R-CMD-checkcodecov

miso, short for microbiome software is a collection of helpers that we use to analyze microbiome data. It makes it easier to run some common analyses and is pretty opinionated towards our own experiences.



General philosophy

miso is simply a one stop location for smaller analysis helper and visualizations we often use in the lab. It is supposed to remove some common pain points we encountered or to implement custom (mostly genomic) analysis steps.

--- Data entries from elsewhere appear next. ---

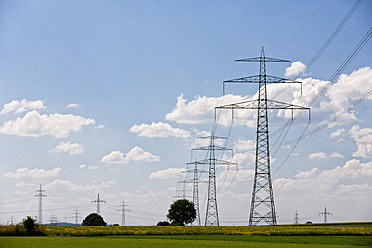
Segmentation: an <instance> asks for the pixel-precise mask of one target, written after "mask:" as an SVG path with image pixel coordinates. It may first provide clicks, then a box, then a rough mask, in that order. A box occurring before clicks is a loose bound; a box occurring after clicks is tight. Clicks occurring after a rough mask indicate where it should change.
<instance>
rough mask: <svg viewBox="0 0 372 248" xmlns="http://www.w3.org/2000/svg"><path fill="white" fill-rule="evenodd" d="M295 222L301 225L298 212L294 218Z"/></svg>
mask: <svg viewBox="0 0 372 248" xmlns="http://www.w3.org/2000/svg"><path fill="white" fill-rule="evenodd" d="M293 220H294V221H295V222H294V223H295V224H299V220H300V218H298V213H297V210H296V213H295V217H294V219H293Z"/></svg>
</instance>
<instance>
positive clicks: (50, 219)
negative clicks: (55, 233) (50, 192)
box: [48, 214, 58, 224]
mask: <svg viewBox="0 0 372 248" xmlns="http://www.w3.org/2000/svg"><path fill="white" fill-rule="evenodd" d="M48 221H49V223H50V224H53V223H57V222H58V218H57V217H56V216H55V215H54V214H52V215H51V216H50V219H49V220H48Z"/></svg>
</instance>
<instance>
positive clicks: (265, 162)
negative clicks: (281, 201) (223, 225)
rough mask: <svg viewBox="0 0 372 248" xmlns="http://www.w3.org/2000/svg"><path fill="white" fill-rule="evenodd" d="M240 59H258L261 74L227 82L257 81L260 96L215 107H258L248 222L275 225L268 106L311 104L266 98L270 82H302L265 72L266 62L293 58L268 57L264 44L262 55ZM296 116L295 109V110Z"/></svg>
mask: <svg viewBox="0 0 372 248" xmlns="http://www.w3.org/2000/svg"><path fill="white" fill-rule="evenodd" d="M236 61H240V62H259V63H260V74H259V75H256V76H250V77H244V78H238V79H232V80H228V81H224V85H225V83H258V85H259V92H258V99H257V100H253V101H252V100H251V101H245V102H240V103H234V104H229V105H225V106H220V107H216V109H232V110H234V109H257V132H256V161H255V175H254V183H253V191H252V201H251V209H250V215H249V225H257V224H259V223H260V222H261V221H263V222H265V223H266V224H268V225H276V224H277V222H276V212H275V204H274V194H273V188H272V182H271V174H270V149H269V123H268V113H267V110H268V109H291V110H292V112H293V111H294V110H303V109H306V110H309V111H310V109H309V108H305V107H301V106H297V105H293V104H287V103H283V102H278V101H273V100H268V99H267V91H266V84H267V83H300V82H297V81H292V80H288V79H284V78H279V77H273V76H269V75H266V62H290V61H288V60H282V59H274V58H268V57H265V53H264V49H263V47H262V50H261V56H260V57H255V58H248V59H240V60H236ZM224 88H225V87H224ZM292 116H293V113H292Z"/></svg>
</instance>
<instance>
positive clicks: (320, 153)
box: [309, 152, 328, 160]
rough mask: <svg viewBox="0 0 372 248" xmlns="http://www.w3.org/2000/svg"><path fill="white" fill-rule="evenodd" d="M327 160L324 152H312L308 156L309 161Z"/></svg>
mask: <svg viewBox="0 0 372 248" xmlns="http://www.w3.org/2000/svg"><path fill="white" fill-rule="evenodd" d="M326 158H328V156H327V154H326V153H325V152H314V153H312V154H310V155H309V159H310V160H312V159H326Z"/></svg>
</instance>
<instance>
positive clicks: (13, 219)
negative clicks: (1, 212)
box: [8, 216, 15, 226]
mask: <svg viewBox="0 0 372 248" xmlns="http://www.w3.org/2000/svg"><path fill="white" fill-rule="evenodd" d="M8 223H9V222H8ZM14 223H15V218H14V216H10V223H9V225H11V226H14Z"/></svg>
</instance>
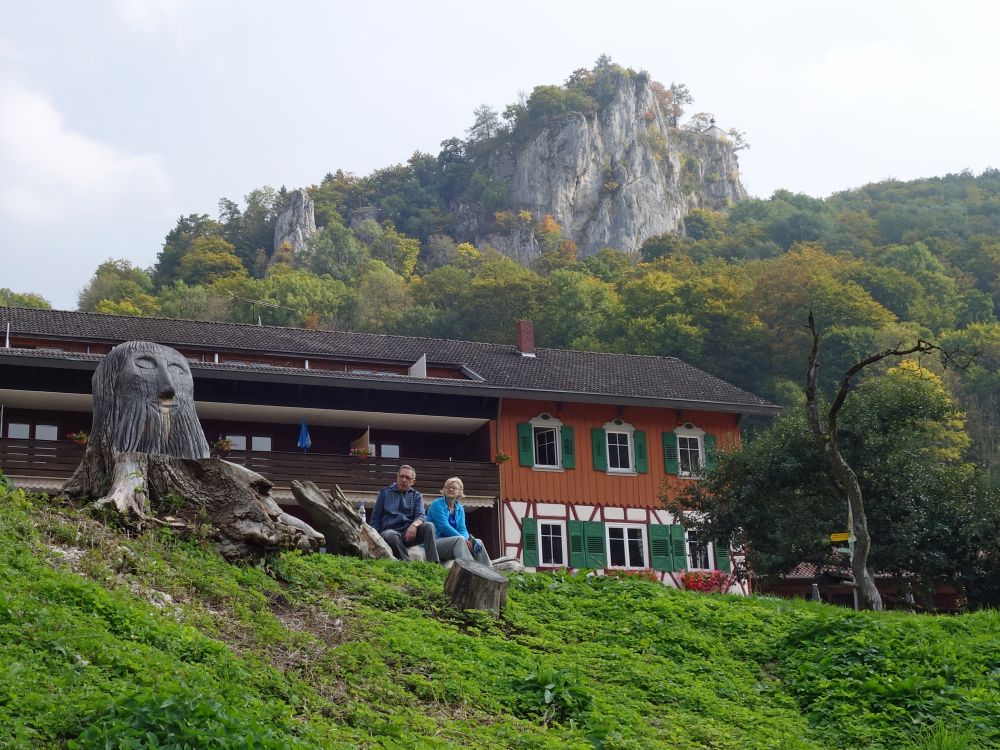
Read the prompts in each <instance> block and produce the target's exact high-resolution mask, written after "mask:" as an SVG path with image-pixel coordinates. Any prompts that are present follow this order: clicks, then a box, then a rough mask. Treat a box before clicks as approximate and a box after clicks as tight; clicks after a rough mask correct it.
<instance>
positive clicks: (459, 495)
mask: <svg viewBox="0 0 1000 750" xmlns="http://www.w3.org/2000/svg"><path fill="white" fill-rule="evenodd" d="M452 482H455V483H456V484H457V485H458V496H459V497H465V483H464V482H463V481H462V480H461V479H459V478H458V477H449V478H448V479H445V480H444V484H443V485H441V494H442V495H443V494H445V492H444V491H445V489H446V488H447V487H448V485H449V484H451V483H452Z"/></svg>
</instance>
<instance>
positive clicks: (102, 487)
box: [63, 341, 324, 560]
mask: <svg viewBox="0 0 1000 750" xmlns="http://www.w3.org/2000/svg"><path fill="white" fill-rule="evenodd" d="M92 382H93V391H94V422H93V432H92V434H91V436H90V441H89V443H88V445H87V450H86V452H85V453H84V455H83V460H82V461H81V462H80V465H79V466H78V467H77V469H76V471H75V472H74V473H73V476H72V477H70V479H69V480H68V481H67V482H66V484H65V485H64V486H63V494H64V495H66V496H68V497H71V498H86V499H94V498H97V499H96V500H95V501H94V505H95V506H96V507H106V508H113V509H114V510H116V511H117V512H118V513H120V514H121V515H122V517H123V519H124V520H125V521H126V522H127V523H129V524H131V525H133V526H136V527H139V528H142V527H144V526H148V525H150V524H153V523H163V522H164V521H163V520H161V519H159V518H157V513H158V512H164V513H168V514H169V515H170V517H171V518H170V520H169V521H168V523H169V524H170V525H172V526H181V525H183V526H186V527H188V528H200V527H203V526H204V525H205V524H206V523H207V524H210V525H211V536H212V538H213V539H214V540H215V541H216V542H217V543H218V545H219V549H220V551H221V553H222V554H223V555H224V556H225V557H226V558H227V559H230V560H236V559H241V558H245V557H253V556H258V555H260V554H263V553H266V552H274V551H279V550H283V549H301V550H306V551H307V550H315V549H318V548H319V547H320V546H322V544H323V541H324V539H323V535H322V534H320V533H318V532H317V531H316V530H315V529H313V528H312V527H310V526H309V525H308V524H306V523H304V522H302V521H300V520H298V519H296V518H294V517H292V516H289V515H288V514H287V513H284V512H283V511H282V510H281V508H279V507H278V505H277V503H275V502H274V500H273V499H272V498H271V497H270V496H269V494H268V493H269V492H270V489H271V483H270V482H269V481H268V480H267V479H265V478H264V477H262V476H260V475H259V474H256V473H254V472H252V471H250V470H249V469H246V468H244V467H242V466H238V465H236V464H232V463H229V462H227V461H223V460H222V459H219V458H210V457H209V452H208V442H207V441H206V440H205V434H204V432H203V431H202V429H201V424H200V422H199V421H198V417H197V414H196V413H195V410H194V382H193V380H192V378H191V371H190V369H189V368H188V364H187V360H186V359H185V358H184V357H182V356H181V355H180V354H179V353H178V352H176V351H174V350H173V349H170V348H168V347H165V346H160V345H159V344H152V343H149V342H145V341H129V342H126V343H124V344H120V345H118V346H116V347H115V348H114V349H112V350H111V352H110V353H109V354H108V355H107V356H106V357H105V358H104V359H103V360H102V361H101V363H100V364H99V365H98V366H97V370H96V371H95V372H94V377H93V381H92Z"/></svg>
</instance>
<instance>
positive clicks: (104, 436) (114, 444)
mask: <svg viewBox="0 0 1000 750" xmlns="http://www.w3.org/2000/svg"><path fill="white" fill-rule="evenodd" d="M92 383H93V391H94V429H93V435H92V439H93V440H95V441H98V442H99V444H101V445H108V444H110V446H111V448H112V449H113V450H115V451H117V452H125V451H138V452H140V453H159V454H164V455H168V456H176V457H177V458H208V442H207V441H206V440H205V433H204V431H203V430H202V429H201V423H200V422H199V421H198V415H197V414H196V413H195V409H194V381H193V379H192V378H191V369H190V368H189V367H188V363H187V360H186V359H184V357H183V356H182V355H181V354H180V353H179V352H177V351H176V350H174V349H171V348H170V347H167V346H163V345H161V344H154V343H151V342H149V341H127V342H125V343H124V344H119V345H118V346H116V347H115V348H114V349H112V350H111V352H110V353H109V354H108V355H107V356H106V357H105V358H104V359H103V360H102V361H101V363H100V364H99V365H98V366H97V370H96V371H95V372H94V378H93V381H92Z"/></svg>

At this point complex workflows in the lab have been ported to nextflow and are no longer included here. See our pipelines for this.

Analysis

For misos an analysis step is based on input data and a configuration, thus having the function signature step(object, config). Most steps can be chained with the pipe operator. For instance, the following is possible with miso:

library(miso)

config <- list(
    demultiplex = config_demultiplex(barcodes = c("ACGTA", "AGCTT")),
    preprocess = config_preprocess(truncLen = 200),
    denoise = config_denoise()
)

output <- find_read_files("raw") %>%
          demultiplex(config$demultiplex) %>%
          quality_control() %>%
          preprocess(config$preprocess) %>%
          denoise(config$denoise)

This clearly logs the used workflow and the configuration. The configuration can also be saved and read in many formats, for instance yaml.

config.yaml:

preprocess:
  threads: yes
  out_dir: preprocessed
  trimLeft: 10.0
  truncLen: 200.0
  maxEE: 2.0
denoise:
  threads: yes
  nbases: 2.5e+08
  pool: no
  bootstrap_confidence: 0.5
  taxa_db: https://zenodo.org/record/1172783/files/silva_nr_v132_train_set.fa.gz?download=1
  species_db: https://zenodo.org/record/1172783/files/silva_species_assignment_v132.fa.gz?download=1
  hash: yes

This can now be reused by someone else:

config <- read_yaml("config.yml")

output <- find_read_files("raw") %>%
          quality_control() %>%
          preprocess(config$preprocess) %>%
          denoise(config$denoise)

Other functions

All other functions are usually functions that are meant to be inside more complex code or functions that produce plots and endpoints of an analysis. Most of them act on phyloseq objects and some on tidy data tables. Some are general lab helpers, for instance to make plate layouts.